Él toma un tazón del humeante líquido negro, mientras enciende el televisor para sentir algo de ruido en su apartamento y así desimular un poco su propia soledad. La televisión trae pura basura. Habla de economías blindadas, de la situación de Israel y Palestina, del sistema global y de reuniones del G-9 para dar con soluciones reales a… Ya no te espero…ya no te espero…, vuelve.

Observo el libro, que suspendido sobre mis piernas y atrincherado por mis dos manos, pareció cobrar vida propia e irse por otro derrotero; pienso en eso de las economías blindadas, pienso en la mía y en la del resto de la gente. Reflexiono sobre el engaño que nos vende el sistema, ese que dice que “no dejes que se te vaya la vida, sin vivirla para ti”. Naturalmente, te lo dicen con una cancioncita bien chula y pendeja, y con un corito lindo, mientras un muchacho que no llega a treinta años, se monta en una jeepeta nuevecita… “de paquete”. Pienso en la vida que el sistema le arrebata a la gente, porque hay que conseguir la plata necesaria para pagar al banco.

Sí, porque los números que un empleado digitó en su cuenta, hay que irlos reduciendo poco a poco, cuota a cuota, pero con plata de verdad, y la plata de verdad se consigue trabajando. Así de simple.

A usted le hacen creer que necesita –y quiere–  más y más cosas para vivir mejor, pero ni siquiera está viviendo, porque su tiempo más valioso lo emplea trabajando para pagar eso que compró para vivir mejor. Y a eso, el sistema le llama “cumplir sus sueños” y usted se chupa su caramelo de cianuro, mientras le quita vida a la vida.

Para rematar, las telefónicas, agotando su parte del plan, han puesto a su disposición celulares inteligentes hasta en las cajas de cereales –conflé, para los más entendidos–, porque hay que estar bien comunicados, pero nos han arrebatado el hábito de una buena charla, y las emociones ahora son emoticons.

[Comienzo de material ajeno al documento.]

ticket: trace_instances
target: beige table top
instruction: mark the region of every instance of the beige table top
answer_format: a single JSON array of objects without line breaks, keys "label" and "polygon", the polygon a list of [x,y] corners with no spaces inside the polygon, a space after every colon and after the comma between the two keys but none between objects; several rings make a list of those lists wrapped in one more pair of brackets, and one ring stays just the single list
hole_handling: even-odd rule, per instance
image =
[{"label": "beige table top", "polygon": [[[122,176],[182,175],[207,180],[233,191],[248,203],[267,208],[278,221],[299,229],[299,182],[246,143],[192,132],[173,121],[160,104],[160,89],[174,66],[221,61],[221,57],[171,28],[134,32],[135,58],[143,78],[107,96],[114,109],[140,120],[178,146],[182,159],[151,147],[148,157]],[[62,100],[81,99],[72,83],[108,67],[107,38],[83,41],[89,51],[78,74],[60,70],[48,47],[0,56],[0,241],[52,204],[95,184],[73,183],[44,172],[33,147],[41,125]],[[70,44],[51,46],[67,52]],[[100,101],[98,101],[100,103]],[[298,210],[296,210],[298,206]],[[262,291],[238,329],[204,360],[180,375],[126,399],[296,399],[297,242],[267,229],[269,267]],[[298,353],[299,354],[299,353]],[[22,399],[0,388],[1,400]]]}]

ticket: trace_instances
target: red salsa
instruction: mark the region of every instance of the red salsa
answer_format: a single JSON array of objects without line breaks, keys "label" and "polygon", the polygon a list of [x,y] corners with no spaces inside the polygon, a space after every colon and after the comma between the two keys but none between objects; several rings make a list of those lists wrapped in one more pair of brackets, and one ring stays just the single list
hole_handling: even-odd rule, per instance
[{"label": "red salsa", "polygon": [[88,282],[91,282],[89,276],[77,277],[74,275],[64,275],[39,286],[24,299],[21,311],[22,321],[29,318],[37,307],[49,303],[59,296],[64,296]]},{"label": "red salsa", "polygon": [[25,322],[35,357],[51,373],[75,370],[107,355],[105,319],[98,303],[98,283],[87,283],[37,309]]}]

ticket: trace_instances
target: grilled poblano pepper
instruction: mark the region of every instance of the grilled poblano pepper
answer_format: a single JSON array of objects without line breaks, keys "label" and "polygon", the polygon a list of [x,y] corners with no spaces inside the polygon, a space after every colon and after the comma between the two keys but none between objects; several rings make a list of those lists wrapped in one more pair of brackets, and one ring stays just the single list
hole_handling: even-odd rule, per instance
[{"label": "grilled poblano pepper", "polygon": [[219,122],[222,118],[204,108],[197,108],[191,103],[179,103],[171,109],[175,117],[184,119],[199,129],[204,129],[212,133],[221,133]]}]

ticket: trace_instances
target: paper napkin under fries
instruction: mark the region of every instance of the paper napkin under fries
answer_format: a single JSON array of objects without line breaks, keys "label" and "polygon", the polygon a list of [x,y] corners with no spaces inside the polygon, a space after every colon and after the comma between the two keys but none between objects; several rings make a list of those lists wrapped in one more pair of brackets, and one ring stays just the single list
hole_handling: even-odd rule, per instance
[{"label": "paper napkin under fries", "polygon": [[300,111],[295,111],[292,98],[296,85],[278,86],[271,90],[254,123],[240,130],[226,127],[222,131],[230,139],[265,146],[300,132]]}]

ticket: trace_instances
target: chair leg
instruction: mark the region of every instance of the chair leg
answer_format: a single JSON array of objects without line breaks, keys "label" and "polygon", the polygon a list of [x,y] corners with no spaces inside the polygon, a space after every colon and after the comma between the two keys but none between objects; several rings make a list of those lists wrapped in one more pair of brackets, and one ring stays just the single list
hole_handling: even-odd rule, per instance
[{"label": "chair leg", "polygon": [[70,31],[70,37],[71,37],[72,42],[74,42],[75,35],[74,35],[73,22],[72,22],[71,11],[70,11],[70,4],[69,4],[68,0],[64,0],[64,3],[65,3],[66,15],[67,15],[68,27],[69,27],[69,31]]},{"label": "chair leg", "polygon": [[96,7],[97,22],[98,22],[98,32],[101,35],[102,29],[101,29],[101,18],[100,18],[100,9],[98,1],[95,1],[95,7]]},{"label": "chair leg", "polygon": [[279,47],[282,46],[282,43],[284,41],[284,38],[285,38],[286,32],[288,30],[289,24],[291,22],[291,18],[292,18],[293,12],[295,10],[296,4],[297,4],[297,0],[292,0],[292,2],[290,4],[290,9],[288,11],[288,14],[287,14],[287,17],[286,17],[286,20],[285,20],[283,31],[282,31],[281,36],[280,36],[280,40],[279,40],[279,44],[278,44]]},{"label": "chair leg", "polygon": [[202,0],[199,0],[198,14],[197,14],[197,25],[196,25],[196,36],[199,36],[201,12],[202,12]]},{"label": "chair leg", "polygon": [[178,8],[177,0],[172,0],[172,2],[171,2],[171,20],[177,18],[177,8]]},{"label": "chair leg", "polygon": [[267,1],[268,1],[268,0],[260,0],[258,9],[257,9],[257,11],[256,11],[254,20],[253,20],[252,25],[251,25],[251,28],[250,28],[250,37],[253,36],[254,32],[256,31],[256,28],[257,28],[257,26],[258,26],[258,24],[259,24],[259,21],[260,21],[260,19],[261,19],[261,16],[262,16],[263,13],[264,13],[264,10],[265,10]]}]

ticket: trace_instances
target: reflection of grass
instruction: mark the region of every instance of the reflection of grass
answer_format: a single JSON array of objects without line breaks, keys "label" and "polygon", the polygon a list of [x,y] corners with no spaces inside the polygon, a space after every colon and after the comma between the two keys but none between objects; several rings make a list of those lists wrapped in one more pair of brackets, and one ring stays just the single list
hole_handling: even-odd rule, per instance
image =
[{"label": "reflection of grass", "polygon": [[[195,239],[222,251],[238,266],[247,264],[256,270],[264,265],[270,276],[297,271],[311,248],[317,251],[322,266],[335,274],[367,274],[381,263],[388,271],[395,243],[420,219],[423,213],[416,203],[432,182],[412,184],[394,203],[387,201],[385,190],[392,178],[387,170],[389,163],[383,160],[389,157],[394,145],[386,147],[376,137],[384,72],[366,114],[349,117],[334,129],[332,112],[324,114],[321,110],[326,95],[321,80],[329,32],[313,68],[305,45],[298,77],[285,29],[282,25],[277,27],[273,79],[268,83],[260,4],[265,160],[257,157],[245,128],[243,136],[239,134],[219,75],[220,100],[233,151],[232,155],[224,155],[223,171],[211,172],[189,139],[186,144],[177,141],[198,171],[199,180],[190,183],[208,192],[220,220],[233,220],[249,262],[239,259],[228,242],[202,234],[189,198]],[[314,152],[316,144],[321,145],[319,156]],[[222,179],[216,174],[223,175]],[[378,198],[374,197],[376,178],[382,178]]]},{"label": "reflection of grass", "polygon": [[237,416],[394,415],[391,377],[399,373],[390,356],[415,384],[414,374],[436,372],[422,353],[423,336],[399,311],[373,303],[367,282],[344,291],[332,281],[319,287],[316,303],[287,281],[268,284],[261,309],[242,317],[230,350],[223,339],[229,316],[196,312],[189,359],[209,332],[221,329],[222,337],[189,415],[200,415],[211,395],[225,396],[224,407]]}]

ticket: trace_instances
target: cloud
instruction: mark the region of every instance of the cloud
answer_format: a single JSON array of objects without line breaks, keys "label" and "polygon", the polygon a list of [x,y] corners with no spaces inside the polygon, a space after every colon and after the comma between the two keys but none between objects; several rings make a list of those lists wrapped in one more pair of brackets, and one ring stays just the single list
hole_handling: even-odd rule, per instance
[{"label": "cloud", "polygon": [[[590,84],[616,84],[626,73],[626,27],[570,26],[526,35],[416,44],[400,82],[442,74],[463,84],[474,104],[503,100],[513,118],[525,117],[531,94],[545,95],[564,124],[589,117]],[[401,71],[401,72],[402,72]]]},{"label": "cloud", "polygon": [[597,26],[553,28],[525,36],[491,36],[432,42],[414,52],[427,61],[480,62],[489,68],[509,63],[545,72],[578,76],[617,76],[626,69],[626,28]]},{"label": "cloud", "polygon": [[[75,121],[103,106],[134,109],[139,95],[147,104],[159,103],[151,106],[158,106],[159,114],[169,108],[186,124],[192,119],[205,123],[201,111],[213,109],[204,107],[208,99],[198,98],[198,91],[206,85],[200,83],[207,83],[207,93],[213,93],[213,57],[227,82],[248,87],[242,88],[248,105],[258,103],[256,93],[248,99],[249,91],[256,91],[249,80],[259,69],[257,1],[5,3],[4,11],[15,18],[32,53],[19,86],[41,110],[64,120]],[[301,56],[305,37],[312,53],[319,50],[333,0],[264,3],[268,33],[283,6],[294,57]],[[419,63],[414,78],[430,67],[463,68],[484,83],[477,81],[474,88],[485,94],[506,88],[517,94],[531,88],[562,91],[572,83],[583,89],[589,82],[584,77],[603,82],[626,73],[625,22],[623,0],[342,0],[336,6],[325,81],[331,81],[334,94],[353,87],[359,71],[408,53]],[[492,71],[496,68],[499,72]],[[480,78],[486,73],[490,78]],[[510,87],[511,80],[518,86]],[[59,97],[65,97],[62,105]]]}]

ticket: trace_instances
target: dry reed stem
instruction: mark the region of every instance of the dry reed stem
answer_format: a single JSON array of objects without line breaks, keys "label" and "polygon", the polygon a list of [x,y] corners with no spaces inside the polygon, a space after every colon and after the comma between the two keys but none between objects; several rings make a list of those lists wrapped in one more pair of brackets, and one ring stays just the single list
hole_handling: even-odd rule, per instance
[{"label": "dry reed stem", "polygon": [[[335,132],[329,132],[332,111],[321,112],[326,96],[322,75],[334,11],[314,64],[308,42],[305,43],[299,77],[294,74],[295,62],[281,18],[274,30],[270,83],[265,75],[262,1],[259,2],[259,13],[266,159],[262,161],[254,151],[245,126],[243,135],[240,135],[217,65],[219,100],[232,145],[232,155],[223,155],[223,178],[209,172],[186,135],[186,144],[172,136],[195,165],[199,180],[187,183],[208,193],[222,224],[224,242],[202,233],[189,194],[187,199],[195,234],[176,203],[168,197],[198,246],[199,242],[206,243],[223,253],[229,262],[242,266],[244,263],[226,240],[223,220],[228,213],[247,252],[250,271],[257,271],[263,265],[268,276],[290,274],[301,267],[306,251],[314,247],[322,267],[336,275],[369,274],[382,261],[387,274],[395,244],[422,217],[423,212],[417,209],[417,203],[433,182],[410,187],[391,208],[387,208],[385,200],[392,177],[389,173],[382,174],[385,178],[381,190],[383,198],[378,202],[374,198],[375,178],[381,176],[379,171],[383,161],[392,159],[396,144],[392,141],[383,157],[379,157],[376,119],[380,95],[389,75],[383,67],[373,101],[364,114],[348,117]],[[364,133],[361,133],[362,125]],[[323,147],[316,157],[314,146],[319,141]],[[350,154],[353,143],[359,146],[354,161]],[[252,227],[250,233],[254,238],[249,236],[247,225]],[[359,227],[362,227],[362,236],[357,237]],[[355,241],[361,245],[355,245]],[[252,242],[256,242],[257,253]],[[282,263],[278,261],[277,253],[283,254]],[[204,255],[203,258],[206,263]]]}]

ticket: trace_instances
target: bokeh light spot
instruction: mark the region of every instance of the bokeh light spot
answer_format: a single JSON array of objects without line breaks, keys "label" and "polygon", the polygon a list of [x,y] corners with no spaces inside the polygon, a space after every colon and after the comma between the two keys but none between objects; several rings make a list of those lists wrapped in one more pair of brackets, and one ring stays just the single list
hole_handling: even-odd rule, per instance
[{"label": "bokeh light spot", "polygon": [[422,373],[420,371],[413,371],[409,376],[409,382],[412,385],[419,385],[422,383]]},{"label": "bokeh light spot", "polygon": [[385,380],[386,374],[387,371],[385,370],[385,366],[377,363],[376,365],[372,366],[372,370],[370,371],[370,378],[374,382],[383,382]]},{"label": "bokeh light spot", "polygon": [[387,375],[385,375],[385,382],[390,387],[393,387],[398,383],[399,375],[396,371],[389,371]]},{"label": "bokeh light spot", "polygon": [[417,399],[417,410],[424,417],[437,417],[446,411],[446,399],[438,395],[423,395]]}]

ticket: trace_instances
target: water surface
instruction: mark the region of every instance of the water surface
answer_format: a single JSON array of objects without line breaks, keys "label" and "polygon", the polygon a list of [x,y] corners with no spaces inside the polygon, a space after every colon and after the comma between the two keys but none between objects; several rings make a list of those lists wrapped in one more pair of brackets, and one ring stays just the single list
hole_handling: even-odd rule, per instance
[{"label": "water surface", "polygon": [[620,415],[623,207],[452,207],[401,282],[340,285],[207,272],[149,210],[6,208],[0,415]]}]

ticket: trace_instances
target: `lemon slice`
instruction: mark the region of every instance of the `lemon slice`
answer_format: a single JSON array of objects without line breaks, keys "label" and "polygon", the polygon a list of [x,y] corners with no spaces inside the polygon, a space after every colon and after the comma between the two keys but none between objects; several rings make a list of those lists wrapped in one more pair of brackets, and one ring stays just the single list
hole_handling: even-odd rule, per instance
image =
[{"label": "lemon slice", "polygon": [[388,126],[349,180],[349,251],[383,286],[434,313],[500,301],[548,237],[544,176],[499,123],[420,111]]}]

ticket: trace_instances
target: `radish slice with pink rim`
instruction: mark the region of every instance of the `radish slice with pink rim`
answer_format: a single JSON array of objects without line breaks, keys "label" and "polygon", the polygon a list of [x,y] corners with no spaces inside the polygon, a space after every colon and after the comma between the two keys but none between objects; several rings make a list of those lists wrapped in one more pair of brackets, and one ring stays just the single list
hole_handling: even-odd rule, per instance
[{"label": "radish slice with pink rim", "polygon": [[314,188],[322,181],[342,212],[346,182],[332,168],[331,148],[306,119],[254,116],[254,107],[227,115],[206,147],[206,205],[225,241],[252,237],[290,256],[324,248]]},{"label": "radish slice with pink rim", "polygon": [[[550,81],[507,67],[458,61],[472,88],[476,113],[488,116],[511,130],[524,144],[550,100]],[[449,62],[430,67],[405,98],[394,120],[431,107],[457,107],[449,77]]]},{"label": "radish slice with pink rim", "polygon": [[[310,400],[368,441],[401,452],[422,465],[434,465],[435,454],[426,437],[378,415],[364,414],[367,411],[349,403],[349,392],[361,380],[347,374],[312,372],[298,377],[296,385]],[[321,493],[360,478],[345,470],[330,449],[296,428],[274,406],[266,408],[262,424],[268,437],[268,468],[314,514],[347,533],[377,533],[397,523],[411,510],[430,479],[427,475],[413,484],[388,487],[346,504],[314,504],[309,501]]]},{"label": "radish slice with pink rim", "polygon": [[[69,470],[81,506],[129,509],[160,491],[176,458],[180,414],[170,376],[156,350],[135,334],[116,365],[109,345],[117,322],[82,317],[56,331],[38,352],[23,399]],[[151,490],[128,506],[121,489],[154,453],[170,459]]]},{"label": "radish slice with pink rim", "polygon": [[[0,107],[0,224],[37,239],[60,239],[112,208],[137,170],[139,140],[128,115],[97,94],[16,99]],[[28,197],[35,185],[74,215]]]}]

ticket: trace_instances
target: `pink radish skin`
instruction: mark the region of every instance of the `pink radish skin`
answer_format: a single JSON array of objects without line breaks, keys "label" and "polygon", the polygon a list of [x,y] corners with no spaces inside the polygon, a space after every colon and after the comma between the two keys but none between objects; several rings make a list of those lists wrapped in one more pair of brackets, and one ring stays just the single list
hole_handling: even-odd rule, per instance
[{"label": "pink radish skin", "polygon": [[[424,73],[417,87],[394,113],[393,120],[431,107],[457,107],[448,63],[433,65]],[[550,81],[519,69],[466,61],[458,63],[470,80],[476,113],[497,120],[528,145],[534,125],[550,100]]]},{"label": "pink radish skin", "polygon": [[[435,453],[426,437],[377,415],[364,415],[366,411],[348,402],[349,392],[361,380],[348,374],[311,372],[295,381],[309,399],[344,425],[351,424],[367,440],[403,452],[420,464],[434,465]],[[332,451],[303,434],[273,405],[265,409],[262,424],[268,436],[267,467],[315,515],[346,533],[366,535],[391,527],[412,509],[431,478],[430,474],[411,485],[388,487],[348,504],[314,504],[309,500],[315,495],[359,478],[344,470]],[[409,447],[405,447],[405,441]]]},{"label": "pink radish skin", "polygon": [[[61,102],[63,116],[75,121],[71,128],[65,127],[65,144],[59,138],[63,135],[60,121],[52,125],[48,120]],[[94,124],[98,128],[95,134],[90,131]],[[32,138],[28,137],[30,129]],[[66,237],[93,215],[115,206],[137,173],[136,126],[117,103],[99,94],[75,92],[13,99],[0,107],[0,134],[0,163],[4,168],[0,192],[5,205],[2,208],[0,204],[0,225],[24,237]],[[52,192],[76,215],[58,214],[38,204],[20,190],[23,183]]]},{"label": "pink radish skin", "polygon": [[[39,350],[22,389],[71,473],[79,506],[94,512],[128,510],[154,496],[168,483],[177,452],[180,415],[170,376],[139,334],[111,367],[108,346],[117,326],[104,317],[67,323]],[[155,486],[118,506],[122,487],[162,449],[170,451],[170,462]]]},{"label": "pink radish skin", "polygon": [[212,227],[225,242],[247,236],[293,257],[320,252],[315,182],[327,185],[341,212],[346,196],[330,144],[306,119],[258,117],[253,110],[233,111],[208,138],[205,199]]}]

El comisario Morante ya va muy lejos. El libro se liberó de mis piernas y a cambio vino el ordenador personal, que por cierto, anuncia que la batería casi muere, porque el sistema eléctrico decidió que no hay energía desde las tres de la madrugada y ya se hizo de mañana y seguimos en las mismas. Entonces no puedo agotar mi agenda sabatina porque un oscuro plan de apagones dijo que no.

El comisario quiere regresar, pero ya ni me interesa. Mi mente se quedó enquistada en las economías blindadas. ¿En qué momento confundimos confort con felicidad? ¿Cuándo dejamos de vivir y empezamos a subsistir? ¿Es tan difícil comprender que los bancos son los que dirigen las naciones y que los gobiernos son más bien sus administradores?… ¿Se acuerdan del señor de la revista social aquella?

¡Claro que las economías parecen estar blindadas! Si tienen hipotecada la vida de la gente a base de ideas huecas de felicidad y sueños… Pero también sé que es solo cuestión de tiempo para que todo empiece a fastidiarse. Ningún colectivo humano puede permanecer, por siempre, sobre la base de la corrupción, la economía buitre, la inequidad y la injusticia. Indefectiblemente está destinado a reventar dando lugar a un nuevo orden de cosas.

Me empieza a dar hambre y ya no sé qué fue de Silvio. Oscar Morante es historia y decido salir a caminar, a ver si el salitre del mar sacude mis gruesas cavilaciones. El ordenador casi muere, así que lo que escribo en este momento es casi una suerte de testamento reflexivo. La energía ya llegará y mi libro de turno volverá a ocupar el paréntesis entre mis manos.